# Possible move to Souda Bay area



## Firewife (Oct 18, 2015)

My husband was offered a position in Souda Bay this week. The government would pay for our move, rent and utilities. 

I'm weighing the pros and cons and would like any information about living in Greece that can be given. I'm extremely nervous as we would be bringing our two young children (2 and 4).

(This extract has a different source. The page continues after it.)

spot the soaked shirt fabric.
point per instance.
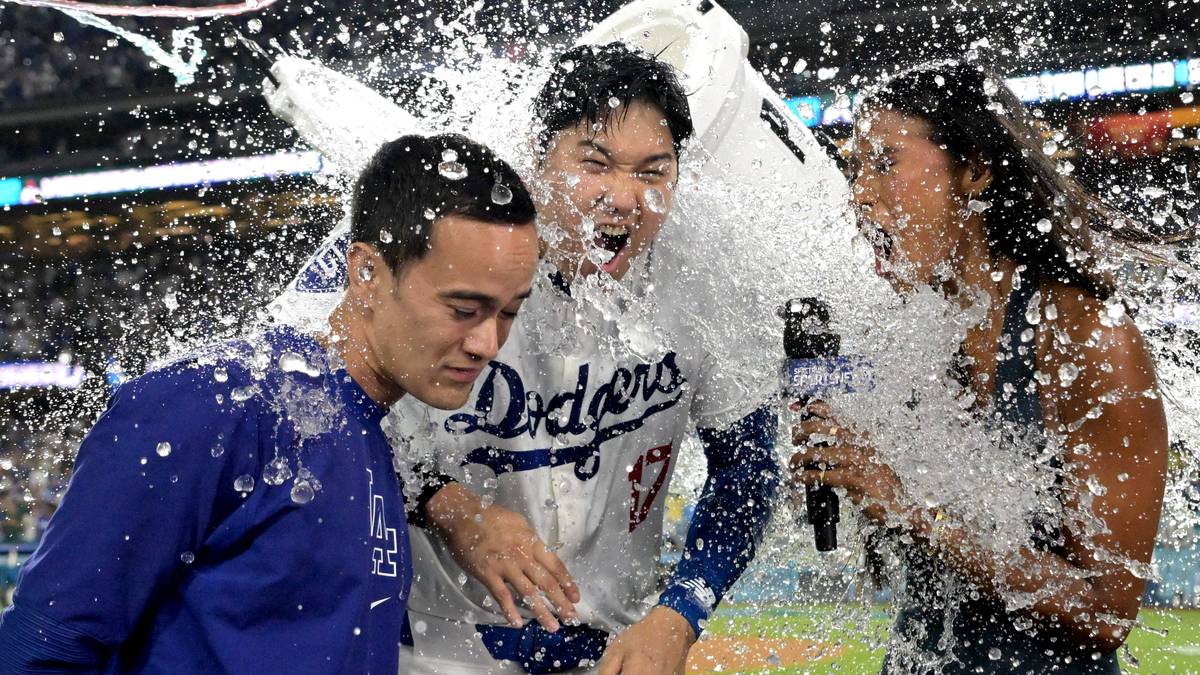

Some of my interest areas are:
Weather
How expensive things are
What the people are like (are they welcoming to outsiders)
Will there be a large language barrier
What kinds of things there are to do (other than travel and beaches)
Are there good gyms (I'm a gym rat)
What areas are nice to live in near Souda Bay
Are there any negative things I should know about Greek life
Any other information that might be useful to a family considering this move

This seems like an amazing opportunity and everyone tells me we would be stupid to turn it down. I'm just incredibly nervous and we have to make a decision quite fast.


----------



## concertina (Oct 18, 2012)

Firewife said:


> My husband was offered a position in Souda Bay this week. The government would pay for our move, rent and utilities.
> 
> I'm weighing the pros and cons and would like any information about living in Greece that can be given. I'm extremely nervous as we would be bringing our two young children (2 and 4).
> 
> ...


Weather will be lovely,winters,yes they do have but much shorter than the UK,prices are similar to UK but much cheaper fresh food,the salad,veg and fruit are a dream,restaurants much cheaper,the people are lovely,friendly,of cause expats got to be friendly too,you will soon pick up Greek,all the world wants to learn Greek now and you must see it as a fantastic opportunity to learn this lovely language,your children will be teaching you in a few weeks of being here if you put them into an Only Greek speaking play school.Gyms are everywhere in Greece,Crete, with good yearly rates,you will find that the Greek people are non violent,easy laid back,never looking for trouble,you will feel very safe away from some British tourist areas.Even if you only stay a short while you and your children will have gained an amazing experience,you can go Island hopping,your children can become fluent in Greek which will stand them good for their later life.Try not to only spend time with expats,mix with Greeks to learn the mentality here and the language,the language will go in subliminally so dont panic about it,I found that one must actually listen carefully when they are speaking instead to just switch off the ears because you dont understand,the same words keep coming up and as I said your children will help you soon enough,go for it and enjoy the Greek experience,lots of people want to come here but they cant because of not being EU and or no job,so you are lucky,dont think twice,good luck to you.


----------



## concertina (Oct 18, 2012)

I just wanted to add that at this time of year the weather is very sweet,September.October and into November and on the food front,the sheep and goat yogurt is amazing with just a little honey in it,you will see rural Greek life and Greek traditions and I have seen on line that you can go on mini courses inside a family home to learn how to make Greek food the traditional way.Of course expats have a lot going on,fund-raising events,family days of entertainment,music events,there are well known hiking routes through beautiful terrain,you go as a team for safety.There will probably be canoe clubs to join.


----------